Personal information
- Nationality: Grenada
- Born: 23 October 1986 (age 39) Saint Andrew Parish, Grenada
- Height: 1.60 m (5 ft 3 in)
- Weight: 59 kg (130 lb)

Sport
- Sport: Athletics
- Event: Sprint
- Team: Alabama Crimson Tide (USA)

Achievements and titles
- Personal best(s): 200 m: 23.12 s (2007) 400 m: 51.29 s (2008)

= Trish Bartholomew =

Grenadian sprinter

Trish Bartholomew (born 23 October 1986 in Saint Andrew Parish) is a Grenadian sprinter, who specialized in the 400 metres. She set a personal best time of 51.29 seconds, by finishing second at the 2008 NCAA Championships in Des Moines, Iowa.

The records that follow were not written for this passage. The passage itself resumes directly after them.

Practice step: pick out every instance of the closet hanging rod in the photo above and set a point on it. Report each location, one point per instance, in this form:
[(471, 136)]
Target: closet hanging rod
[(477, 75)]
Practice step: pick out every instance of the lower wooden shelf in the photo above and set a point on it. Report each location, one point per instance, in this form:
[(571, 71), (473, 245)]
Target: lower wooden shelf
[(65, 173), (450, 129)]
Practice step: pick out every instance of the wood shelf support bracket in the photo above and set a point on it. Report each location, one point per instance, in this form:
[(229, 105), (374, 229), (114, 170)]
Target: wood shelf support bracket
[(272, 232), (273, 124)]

Bartholomew represented Grenada at the 2008 Summer Olympics in Beijing, where she competed for the women's 400 metres. She ran in the sixth heat against seven other athletes, including Jamaica's Novlene Williams and Great Britain's Nicola Sanders, both of whom were heavy favorites in this event. She finished the race in fifth place by one hundredth of a second (0.01) behind Kineke Alexander of St. Vincent and the Grenadines, with a time of 52.88 seconds. Bartholomew, however, failed to advance into the semi-finals, as she placed thirty-third overall, and was ranked below three mandatory slots for the next round. She also tied her overall preliminary position with India's Mandeep Kaur.

She placed 16th in the 400m Athletics category at the 2010 Commonwealth Games.

Bartholomew is also a member of the track and field team for the Alabama Crimson Tide, and a graduate of psychology major at the University of Alabama in Tuscaloosa, Alabama.